DOI: 10.7717/peerj.20144/table-2

Notes:

*indicates a statistically significant mean difference based on General Linear Model (two-way ANOVA with Bonferroni post hoc test), with p < 0.05.

In this study, large effect sizes (η²p) were observed across all tested pathogens. For S. agalactiae, inhibitions accounted for 97.9% of the variance (η² p = 0.979), and the interaction with intimate washes explained 95.0% (η² p = 0.950). For C. albicans, inhibitions and the interaction contributed 71.0% and 72.5% of the variance, respectively (η² p = 0.710 and 0.725). For E. coli, these values were 70.1% and 63.5% (η² p = 0.701 and 0.635).

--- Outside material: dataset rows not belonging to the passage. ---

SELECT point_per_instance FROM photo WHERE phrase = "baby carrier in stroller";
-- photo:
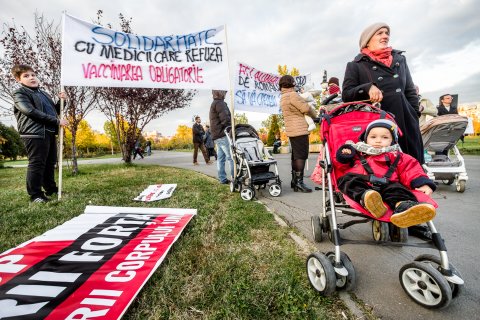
(331, 271)
(440, 136)
(252, 163)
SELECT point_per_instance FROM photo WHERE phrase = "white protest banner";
(92, 266)
(96, 56)
(258, 91)
(156, 192)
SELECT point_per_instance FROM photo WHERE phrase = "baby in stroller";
(377, 174)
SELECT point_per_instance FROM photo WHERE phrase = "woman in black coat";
(380, 74)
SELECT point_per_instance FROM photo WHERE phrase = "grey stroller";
(252, 163)
(440, 136)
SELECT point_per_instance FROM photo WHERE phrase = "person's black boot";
(292, 183)
(299, 185)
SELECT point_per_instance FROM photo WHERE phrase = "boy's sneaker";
(373, 202)
(51, 192)
(410, 213)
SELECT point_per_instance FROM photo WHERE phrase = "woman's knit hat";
(369, 31)
(381, 123)
(287, 81)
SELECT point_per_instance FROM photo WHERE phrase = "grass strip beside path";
(232, 261)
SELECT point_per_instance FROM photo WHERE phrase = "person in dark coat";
(209, 143)
(220, 119)
(380, 74)
(198, 135)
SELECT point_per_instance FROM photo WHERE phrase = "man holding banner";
(220, 119)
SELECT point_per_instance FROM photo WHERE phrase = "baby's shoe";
(410, 213)
(373, 202)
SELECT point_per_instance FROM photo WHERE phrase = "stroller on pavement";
(429, 280)
(440, 136)
(252, 163)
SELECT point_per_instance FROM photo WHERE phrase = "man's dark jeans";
(42, 156)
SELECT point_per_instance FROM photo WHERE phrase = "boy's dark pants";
(354, 185)
(42, 156)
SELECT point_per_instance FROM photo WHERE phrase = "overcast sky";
(441, 38)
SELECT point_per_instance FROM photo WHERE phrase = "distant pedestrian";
(198, 135)
(220, 119)
(209, 143)
(137, 149)
(148, 148)
(445, 105)
(294, 108)
(277, 144)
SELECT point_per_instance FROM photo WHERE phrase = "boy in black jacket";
(37, 123)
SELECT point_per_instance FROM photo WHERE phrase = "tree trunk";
(74, 152)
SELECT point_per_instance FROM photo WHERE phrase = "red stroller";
(430, 281)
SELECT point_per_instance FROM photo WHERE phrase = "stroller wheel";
(247, 193)
(435, 262)
(425, 285)
(448, 181)
(380, 230)
(317, 229)
(461, 186)
(275, 189)
(321, 274)
(344, 282)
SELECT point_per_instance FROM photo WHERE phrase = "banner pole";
(62, 104)
(60, 149)
(232, 109)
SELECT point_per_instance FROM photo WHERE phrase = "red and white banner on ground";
(90, 267)
(156, 192)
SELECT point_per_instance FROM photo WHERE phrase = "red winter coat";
(409, 172)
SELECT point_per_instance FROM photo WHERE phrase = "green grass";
(233, 261)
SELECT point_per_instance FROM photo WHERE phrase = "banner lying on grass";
(258, 91)
(90, 267)
(156, 192)
(96, 56)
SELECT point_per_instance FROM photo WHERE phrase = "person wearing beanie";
(294, 109)
(379, 176)
(380, 74)
(220, 119)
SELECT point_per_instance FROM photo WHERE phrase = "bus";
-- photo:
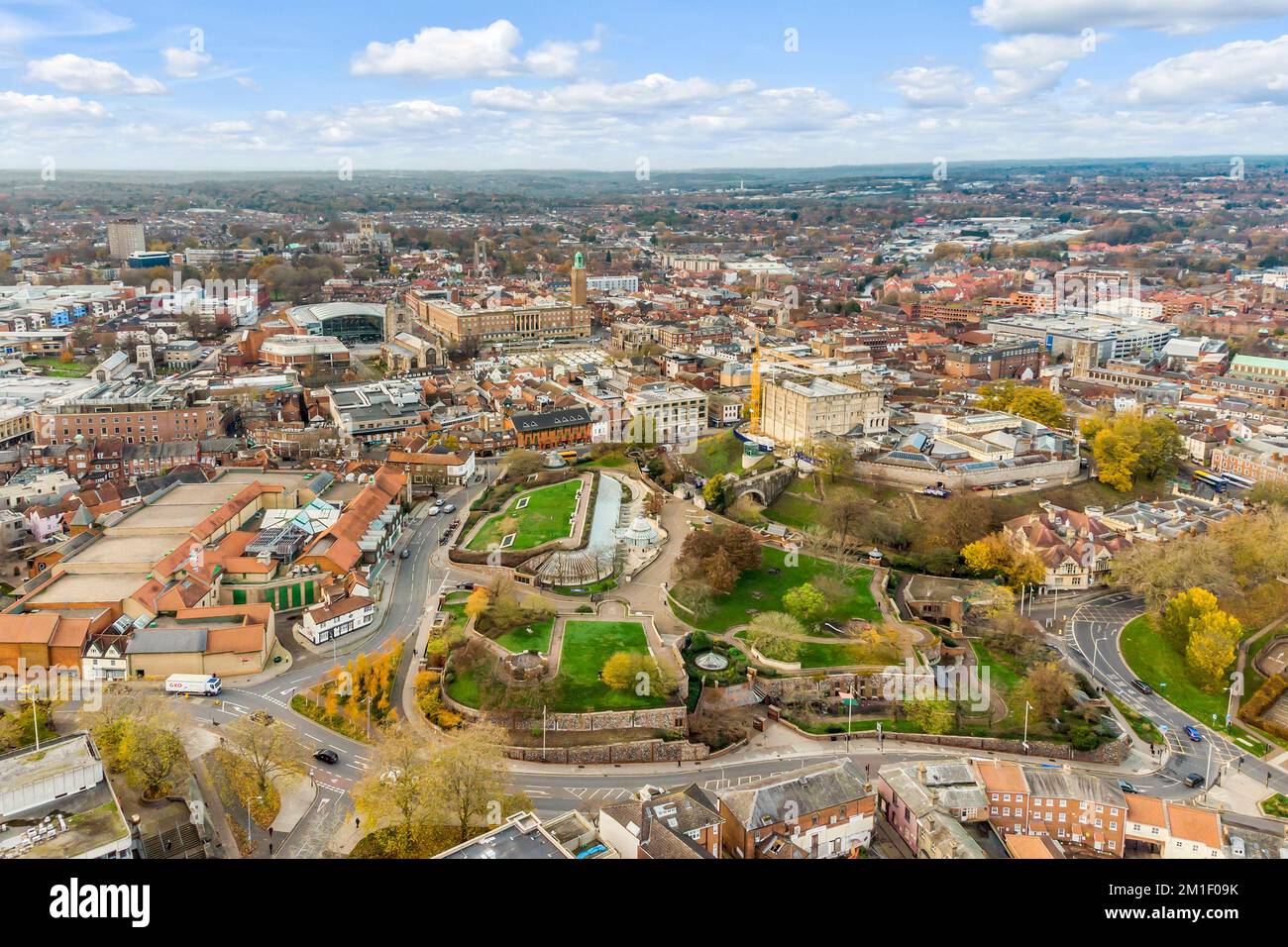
(1211, 480)
(1236, 480)
(202, 684)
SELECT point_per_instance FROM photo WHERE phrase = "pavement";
(1085, 626)
(1089, 634)
(411, 594)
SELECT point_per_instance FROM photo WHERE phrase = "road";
(419, 579)
(1086, 629)
(1090, 638)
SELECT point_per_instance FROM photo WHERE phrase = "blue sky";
(698, 84)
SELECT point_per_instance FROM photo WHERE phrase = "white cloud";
(14, 105)
(1243, 71)
(56, 21)
(439, 52)
(651, 93)
(931, 86)
(1163, 16)
(1034, 62)
(373, 121)
(184, 63)
(72, 72)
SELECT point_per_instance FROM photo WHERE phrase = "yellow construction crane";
(754, 403)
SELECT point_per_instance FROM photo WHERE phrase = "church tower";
(579, 279)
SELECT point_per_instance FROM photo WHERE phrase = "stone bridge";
(763, 487)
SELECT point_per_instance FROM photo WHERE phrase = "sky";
(619, 86)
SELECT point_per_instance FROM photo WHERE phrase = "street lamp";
(257, 799)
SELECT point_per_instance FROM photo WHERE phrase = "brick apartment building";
(993, 361)
(1073, 808)
(824, 810)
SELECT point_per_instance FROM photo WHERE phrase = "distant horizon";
(494, 88)
(712, 169)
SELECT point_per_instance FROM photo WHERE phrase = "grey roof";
(800, 791)
(1070, 785)
(550, 419)
(178, 641)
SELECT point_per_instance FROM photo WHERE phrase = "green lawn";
(546, 517)
(1275, 805)
(1153, 661)
(465, 689)
(54, 368)
(516, 641)
(794, 510)
(587, 646)
(827, 655)
(1144, 727)
(721, 454)
(761, 591)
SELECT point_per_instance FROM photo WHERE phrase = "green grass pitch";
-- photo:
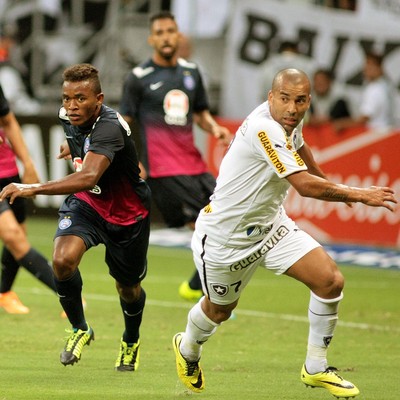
(257, 355)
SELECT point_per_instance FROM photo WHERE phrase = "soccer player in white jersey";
(245, 226)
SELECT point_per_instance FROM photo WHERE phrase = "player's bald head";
(291, 76)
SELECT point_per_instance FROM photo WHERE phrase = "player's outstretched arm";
(308, 185)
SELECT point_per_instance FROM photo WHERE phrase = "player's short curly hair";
(83, 72)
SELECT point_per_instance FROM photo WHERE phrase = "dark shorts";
(180, 198)
(19, 205)
(126, 246)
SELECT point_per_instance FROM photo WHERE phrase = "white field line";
(238, 311)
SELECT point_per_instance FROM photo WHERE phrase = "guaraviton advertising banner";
(356, 158)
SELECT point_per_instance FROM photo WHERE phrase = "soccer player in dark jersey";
(17, 251)
(108, 203)
(165, 96)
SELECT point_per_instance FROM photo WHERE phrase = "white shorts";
(225, 271)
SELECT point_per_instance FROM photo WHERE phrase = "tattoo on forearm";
(332, 194)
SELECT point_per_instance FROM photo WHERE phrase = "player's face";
(81, 102)
(289, 102)
(164, 38)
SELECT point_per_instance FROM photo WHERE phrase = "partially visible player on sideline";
(108, 203)
(17, 250)
(245, 226)
(165, 95)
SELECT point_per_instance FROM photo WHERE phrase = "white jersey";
(250, 187)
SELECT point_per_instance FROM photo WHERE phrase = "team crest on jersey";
(176, 107)
(124, 124)
(65, 223)
(86, 144)
(188, 82)
(95, 190)
(327, 340)
(219, 289)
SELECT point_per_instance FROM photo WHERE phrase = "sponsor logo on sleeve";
(271, 152)
(65, 223)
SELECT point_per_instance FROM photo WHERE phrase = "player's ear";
(100, 98)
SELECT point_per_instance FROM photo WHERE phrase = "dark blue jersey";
(162, 100)
(120, 196)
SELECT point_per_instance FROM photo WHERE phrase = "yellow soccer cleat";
(189, 372)
(331, 381)
(128, 357)
(74, 345)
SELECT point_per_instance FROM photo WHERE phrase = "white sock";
(198, 329)
(323, 317)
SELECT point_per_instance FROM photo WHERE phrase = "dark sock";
(9, 270)
(39, 267)
(133, 313)
(69, 292)
(195, 282)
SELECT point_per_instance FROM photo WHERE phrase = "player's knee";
(64, 264)
(130, 294)
(218, 313)
(334, 283)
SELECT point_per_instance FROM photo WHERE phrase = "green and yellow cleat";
(189, 372)
(331, 381)
(74, 344)
(128, 357)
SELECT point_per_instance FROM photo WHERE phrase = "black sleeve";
(339, 110)
(4, 106)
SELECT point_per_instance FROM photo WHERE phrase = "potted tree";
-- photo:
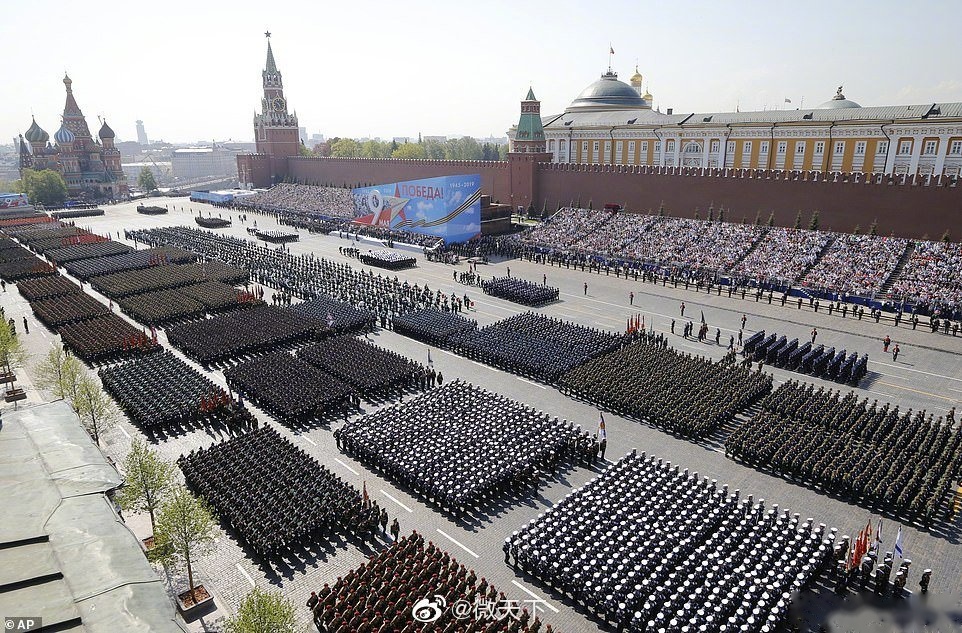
(185, 530)
(12, 355)
(260, 611)
(59, 372)
(147, 479)
(94, 407)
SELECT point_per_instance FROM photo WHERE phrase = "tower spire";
(271, 65)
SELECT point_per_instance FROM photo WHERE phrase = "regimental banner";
(448, 207)
(13, 200)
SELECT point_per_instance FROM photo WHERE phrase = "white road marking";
(395, 500)
(246, 575)
(534, 595)
(346, 466)
(918, 371)
(531, 383)
(450, 538)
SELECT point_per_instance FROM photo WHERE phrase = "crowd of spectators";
(932, 277)
(308, 201)
(856, 264)
(783, 255)
(649, 547)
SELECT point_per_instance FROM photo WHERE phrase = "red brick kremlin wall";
(906, 209)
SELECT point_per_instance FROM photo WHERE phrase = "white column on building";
(893, 151)
(916, 155)
(942, 153)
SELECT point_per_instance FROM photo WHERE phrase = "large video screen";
(448, 207)
(13, 200)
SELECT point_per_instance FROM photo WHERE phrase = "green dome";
(35, 134)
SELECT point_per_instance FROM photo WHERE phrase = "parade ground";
(927, 375)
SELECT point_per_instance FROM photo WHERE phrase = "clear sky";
(191, 70)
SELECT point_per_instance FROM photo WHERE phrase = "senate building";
(613, 123)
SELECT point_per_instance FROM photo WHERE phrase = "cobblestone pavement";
(928, 375)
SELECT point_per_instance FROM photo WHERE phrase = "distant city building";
(89, 167)
(160, 169)
(613, 123)
(190, 163)
(142, 134)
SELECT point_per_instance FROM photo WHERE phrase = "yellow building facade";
(612, 122)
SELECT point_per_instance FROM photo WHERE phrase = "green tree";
(146, 180)
(13, 354)
(45, 187)
(147, 479)
(263, 612)
(94, 407)
(409, 150)
(59, 372)
(185, 530)
(433, 149)
(346, 148)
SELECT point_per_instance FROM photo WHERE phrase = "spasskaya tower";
(275, 129)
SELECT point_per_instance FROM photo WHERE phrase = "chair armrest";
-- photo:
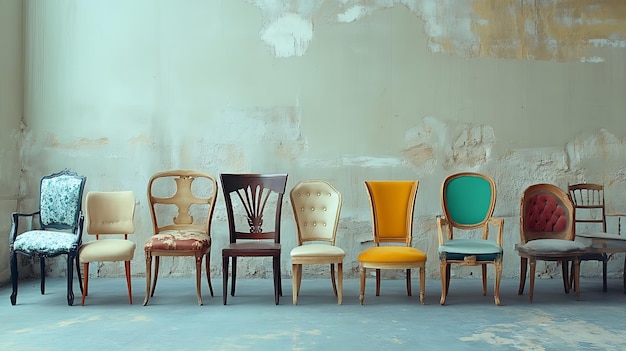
(442, 222)
(15, 222)
(498, 222)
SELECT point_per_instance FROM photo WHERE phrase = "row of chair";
(182, 203)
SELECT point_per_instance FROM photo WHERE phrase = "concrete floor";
(174, 321)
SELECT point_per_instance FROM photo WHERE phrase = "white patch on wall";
(288, 25)
(288, 35)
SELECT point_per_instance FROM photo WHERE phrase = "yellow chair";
(392, 205)
(468, 200)
(316, 207)
(109, 214)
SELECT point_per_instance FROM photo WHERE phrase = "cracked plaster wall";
(338, 90)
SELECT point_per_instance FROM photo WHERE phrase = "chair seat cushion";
(107, 250)
(179, 240)
(470, 246)
(317, 250)
(392, 254)
(551, 245)
(45, 241)
(459, 249)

The significance of these effects remained after applying sphericity corrections, indicating robustness. While partial eta squared does not directly provide confidence intervals, the high F-values and consistently low p-values (all p < 0.001) reinforcing the precision and reliability of these strong observed effects. Thus, these findings confirmed both statistical significance and practical relevance of A. paniculata’s enhanced antimicrobial effect.

Effect of intimate washes on L. crispatus

A. paniculata showed the highest percentage of inhibition against L. crispatus (187.04 ± 39.28%) at 0.781 mg/ml. At the highest concentration, it showed to promote growth (−48.15 ± 125.71%). SebaMed^® showed the highest growth promotion at 0.195 mg/ml (−47.62 ± 3.37%), while Sumber Ayu and Lactacyd^® consistently promoted growth with Lactacyd^® showing the highest promotion (−450.00 ± 0.00%). Good Virtues & Co. has also been shown to promote growth (−147.23 ± 23.57%).

For the pairwise comparison (Table 2), only Sumber Ayu and Good Virtues & Co. showed no significant difference (p > 0.05). The General Linear Model for repeated measures also indicated that the inhibition level was not statistically significant (p = 0.296), although it showed a moderate effect size (partial η² = 0.196). However, the interaction between inhibition levels and intimate washes were statistically significant (p < 0.001), with a large effect size (partial η² = 0.669), suggesting that the impact of inhibition varied meaningfully depending on the intimate wash condition. This increases the need to balance pathogen inhibition with microbiota preservation.

MIC determination of intimate washes

The minimum concentration of A. paniculata intimate wash required to inhibit S. agalactiae was below 0.0015 mg/ml, as all the tested concentrations showed clear wells even at very low concentrations. In contrast, the MIC for the other pathogens were observed at the highest concentrations (Table 3).

Table 3:

MIC and MBC values for each intimate wash against vaginal pathogens.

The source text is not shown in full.